Taking this a step further, the quality of the translation matters, too. Too often, translations are either shoddy or read nothing like how a local would speak. More often they come across as if a far-from-perfect translation program were used instead. Also, different dialects of a language are spoken in different countries. For example, Argentina, Spain and Mexico all have different dialects of Spanish; it is important to use the right version for your site in those countries.
Companies like Expedia, have invested heavily in a multilingual staff and technology to assist them. Having experts on the ground in a given country provides invaluable insight into correct linguistic tone, style and commonly-used idioms. For example, Expedia has the capabilities to translate content into as many as 38 languages, which is a huge plus considering we market 240,000-plus hotels in more than 70 countries worldwide.
2. Keep the currency
It should go without saying that the easier the shopping process, the higher the conversion rate. It’s easier for a guest in Taiwan to plan a trip to your hotel in California if they can easily understand your nightly rate. Transacting in the local currency takes the guesswork out of the booking process for guests who are unfamiliar with the U.S. dollar or don’t want to calculate exchange rates.
3. Make it culturally correct
If there’s one, overriding theme here, it’s to make sure your OTA understands your target customer. This will impact design, user interface, and payment options that resonate with native shoppers. For example, the Japanese language is difficult to type on a computer. Therefore, instead of having a search field to type in the desired destination, we’ve created drop down menus and buttons for top searched destinations. This improves both time to search and conversion.
Also, different cultures use different payment types, and your OTA needs to adapt to meet those cultural preferences. In the US, credit card payments are the norm, but in India, the locals prefer direct bank billing. And then in Brazil, installment plans are the common way to pay for even everyday purchases. If you want to attract these potential guests, your OTA needs to offer these options, as well.
4. Be Visible and Relevant.
Finally, you can do all these things, but if travelers don’t know about your business, how are they going to transact with you? You need to build a brand and employ effective marketing campaigns in these regions. Expedia spent more than $2B in marketing in 2013, and that money goes to search engine marketing, advertising, metasearch, public relations, social media and marketing partnerships to drive awareness and demand to the sites that showcase your property.

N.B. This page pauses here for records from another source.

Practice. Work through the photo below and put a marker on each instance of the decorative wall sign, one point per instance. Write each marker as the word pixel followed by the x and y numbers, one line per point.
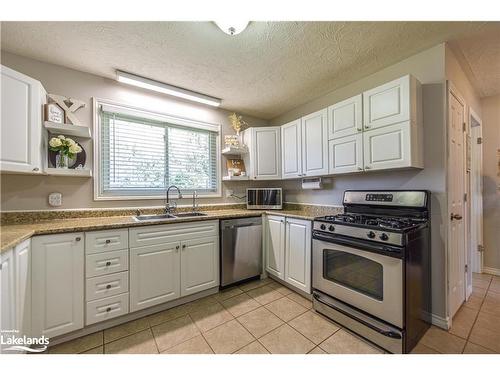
pixel 70 106
pixel 54 113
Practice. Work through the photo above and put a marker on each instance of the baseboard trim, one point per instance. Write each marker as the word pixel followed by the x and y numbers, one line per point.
pixel 440 322
pixel 491 271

International travel is a tremendous opportunity for hoteliers. International travelers generally book farther out, cancel half as often and stay twice as long. The right strategic partner that has the expertise and resources to deliver this demand can make a real difference to your bottom line.
Adam Anderson is director of industry relations, Expedia. Prior to joining Expedia, he worked in marketing and PR for technology companies Microsoft and Dolby Laboratories.